Jewish advocates of governmental support for non-public schools, including Hebrew day schools, received sympathetic attention today from a subcommittee of the Republican resolutions committee gathering testimony for the Republican Party’s platform.
Comprehensive statements were presented by Rabbi Moshe Sherer, of New York, president of the Citizens Relief for Education by Income Tax (CREDIT), and Moses I. Feuerstein of Boston, executive committee chairman of Torah Umesorah, the National Society for Hebrew Day Schools.
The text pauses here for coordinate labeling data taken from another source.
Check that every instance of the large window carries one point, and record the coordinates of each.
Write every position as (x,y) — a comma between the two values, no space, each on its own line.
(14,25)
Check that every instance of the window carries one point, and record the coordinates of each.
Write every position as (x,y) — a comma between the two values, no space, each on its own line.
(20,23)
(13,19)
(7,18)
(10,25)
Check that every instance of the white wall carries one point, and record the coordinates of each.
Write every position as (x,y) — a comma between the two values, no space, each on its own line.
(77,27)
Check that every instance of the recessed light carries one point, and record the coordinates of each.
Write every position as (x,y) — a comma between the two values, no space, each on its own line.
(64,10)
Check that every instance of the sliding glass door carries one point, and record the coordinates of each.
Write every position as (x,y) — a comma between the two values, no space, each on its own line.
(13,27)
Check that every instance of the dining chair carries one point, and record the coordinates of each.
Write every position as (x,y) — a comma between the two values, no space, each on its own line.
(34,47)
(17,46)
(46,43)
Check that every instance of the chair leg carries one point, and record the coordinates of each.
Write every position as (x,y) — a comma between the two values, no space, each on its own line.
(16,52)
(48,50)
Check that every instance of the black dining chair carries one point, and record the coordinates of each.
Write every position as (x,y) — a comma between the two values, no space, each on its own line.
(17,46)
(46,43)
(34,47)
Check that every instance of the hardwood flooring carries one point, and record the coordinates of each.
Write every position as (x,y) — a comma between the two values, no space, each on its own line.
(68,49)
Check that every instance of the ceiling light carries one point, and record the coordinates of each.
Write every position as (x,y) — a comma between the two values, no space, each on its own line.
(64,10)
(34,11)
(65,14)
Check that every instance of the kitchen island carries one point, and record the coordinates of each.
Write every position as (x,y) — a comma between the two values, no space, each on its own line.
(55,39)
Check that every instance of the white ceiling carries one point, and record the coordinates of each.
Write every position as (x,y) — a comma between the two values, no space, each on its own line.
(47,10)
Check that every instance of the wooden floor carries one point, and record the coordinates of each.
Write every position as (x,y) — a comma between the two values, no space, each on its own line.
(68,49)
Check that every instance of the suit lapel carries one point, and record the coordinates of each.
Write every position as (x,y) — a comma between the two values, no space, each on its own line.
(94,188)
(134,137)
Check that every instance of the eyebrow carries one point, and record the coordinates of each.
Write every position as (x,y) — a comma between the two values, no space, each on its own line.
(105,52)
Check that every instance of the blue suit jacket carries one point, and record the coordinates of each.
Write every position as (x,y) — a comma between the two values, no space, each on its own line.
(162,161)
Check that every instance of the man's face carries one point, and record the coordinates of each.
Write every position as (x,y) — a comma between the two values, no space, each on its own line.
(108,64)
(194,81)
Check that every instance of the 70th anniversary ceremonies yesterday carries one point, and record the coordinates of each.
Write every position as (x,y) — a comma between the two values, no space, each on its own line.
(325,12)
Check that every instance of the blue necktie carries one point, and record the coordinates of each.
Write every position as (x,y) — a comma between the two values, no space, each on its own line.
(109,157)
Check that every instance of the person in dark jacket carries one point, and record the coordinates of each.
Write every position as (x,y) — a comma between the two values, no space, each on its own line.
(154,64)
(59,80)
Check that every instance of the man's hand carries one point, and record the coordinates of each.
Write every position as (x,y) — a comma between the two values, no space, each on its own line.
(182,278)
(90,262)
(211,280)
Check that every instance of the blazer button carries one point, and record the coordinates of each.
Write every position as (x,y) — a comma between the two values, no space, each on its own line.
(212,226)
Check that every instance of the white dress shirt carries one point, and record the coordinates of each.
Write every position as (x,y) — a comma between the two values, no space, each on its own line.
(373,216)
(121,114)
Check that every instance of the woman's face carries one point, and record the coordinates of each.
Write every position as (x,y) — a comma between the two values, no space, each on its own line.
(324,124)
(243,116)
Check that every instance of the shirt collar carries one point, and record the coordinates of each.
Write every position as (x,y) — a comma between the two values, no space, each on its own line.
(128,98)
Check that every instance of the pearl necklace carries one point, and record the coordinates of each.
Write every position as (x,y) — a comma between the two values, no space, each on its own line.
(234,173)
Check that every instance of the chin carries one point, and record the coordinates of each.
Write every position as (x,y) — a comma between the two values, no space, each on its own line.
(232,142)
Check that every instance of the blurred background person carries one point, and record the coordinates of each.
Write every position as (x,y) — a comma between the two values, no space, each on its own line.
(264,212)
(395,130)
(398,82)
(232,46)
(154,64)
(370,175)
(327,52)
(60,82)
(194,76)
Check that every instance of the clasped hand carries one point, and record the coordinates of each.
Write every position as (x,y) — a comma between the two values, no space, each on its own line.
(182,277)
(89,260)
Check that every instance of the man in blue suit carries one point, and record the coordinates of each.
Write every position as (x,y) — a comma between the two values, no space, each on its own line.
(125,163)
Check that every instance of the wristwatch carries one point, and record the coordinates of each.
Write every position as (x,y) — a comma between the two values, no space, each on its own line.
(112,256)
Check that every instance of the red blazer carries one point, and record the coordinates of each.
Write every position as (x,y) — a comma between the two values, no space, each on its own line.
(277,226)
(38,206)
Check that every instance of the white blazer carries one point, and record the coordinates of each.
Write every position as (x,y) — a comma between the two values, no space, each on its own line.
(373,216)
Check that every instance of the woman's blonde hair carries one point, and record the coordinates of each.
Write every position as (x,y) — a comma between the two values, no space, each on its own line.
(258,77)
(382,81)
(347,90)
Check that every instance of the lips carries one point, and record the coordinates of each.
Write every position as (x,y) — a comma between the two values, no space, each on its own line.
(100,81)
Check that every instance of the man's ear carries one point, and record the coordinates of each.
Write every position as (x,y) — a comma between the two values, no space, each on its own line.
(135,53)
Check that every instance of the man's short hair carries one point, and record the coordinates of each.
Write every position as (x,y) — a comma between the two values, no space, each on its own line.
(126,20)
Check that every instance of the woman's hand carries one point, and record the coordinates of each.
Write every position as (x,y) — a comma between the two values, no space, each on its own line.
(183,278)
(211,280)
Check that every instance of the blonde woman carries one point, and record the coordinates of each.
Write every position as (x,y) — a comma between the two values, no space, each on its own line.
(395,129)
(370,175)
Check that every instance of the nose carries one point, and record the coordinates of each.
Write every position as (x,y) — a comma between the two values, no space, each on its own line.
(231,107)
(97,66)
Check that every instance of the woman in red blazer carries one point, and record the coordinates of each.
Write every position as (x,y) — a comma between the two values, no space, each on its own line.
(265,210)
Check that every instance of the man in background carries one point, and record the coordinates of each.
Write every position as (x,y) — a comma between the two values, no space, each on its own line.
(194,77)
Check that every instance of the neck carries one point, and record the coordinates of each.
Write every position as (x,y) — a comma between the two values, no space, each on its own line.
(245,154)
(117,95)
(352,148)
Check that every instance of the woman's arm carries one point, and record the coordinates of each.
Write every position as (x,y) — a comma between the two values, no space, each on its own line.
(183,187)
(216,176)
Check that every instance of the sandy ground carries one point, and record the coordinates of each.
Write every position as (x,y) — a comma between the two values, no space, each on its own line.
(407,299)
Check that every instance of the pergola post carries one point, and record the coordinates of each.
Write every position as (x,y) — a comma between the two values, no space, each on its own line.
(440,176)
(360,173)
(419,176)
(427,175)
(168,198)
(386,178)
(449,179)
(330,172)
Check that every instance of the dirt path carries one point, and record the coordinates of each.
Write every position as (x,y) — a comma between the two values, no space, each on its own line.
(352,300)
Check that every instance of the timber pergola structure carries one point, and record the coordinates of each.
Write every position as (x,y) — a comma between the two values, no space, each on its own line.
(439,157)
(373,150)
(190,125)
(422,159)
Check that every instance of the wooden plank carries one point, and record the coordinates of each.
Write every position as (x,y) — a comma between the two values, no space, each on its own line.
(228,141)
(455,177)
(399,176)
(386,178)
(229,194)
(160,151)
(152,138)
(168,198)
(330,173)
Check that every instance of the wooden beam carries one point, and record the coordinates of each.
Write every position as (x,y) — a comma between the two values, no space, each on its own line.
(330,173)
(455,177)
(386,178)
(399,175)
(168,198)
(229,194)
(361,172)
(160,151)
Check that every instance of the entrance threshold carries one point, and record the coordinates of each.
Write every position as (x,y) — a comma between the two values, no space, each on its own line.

Rabbi Sherer is executive president of Agudath Israel of America. He appeared before the subcommittee with Robert N. Lynch, executive director of Parents for Nonpublic Education, an organization of Catholic parents, and Ivan E. Zylstra, CREDIT’s executive director who was a member of President Nixon’s panel on nonpublic education.
“The moment we compel a parent to send his child to a public school, not by constitutional coercion but by pocketbook persuasion,” Rabbi Sherer said, “we are violating one of the precepts of open educational choice that has been the hallmark of our nation since colonial days.” CREDIT, he said, is a Washington-based coalition of non-public school leaders organized six months ago to speak for 5,000,000 nonpublic school children.
During his testimony, Rabbi Sherer suggested a tax credit of $200 to parents of each child in a non-public school. Mrs. Louisa Jambor, a delegate from Kansas, questioned the sufficiency of this amount, pointing out she has two children in military schools and their costs to her is $6000 per annum.
Feuerstein reported that the country now has “some” 400 Hebrew day schools of which 270 are elementary and 130 secondary schools located in 150 cities in 32 states with a total enrollment of 82,000 pupils.
On the average, he said, approximately 40 percent of their budgets are covered by tuition. “The tuition rates,” he said, “are approximately $350 to $400 per year, but in the large metropolitan communities, where the majority of these schools are found, a large percentage of the parents have very limited economic earnings which makes them dependent on tuition grants should they wish to enroll their children in a Hebrew day school.”
In New York City, he said, half of the Jewish children attend Hebrew day schools. Nearly 120 of the city’s 181 schools are located in poverty areas, he continued, and about 35,000 pupils attend such schools in poor and lower middle class areas.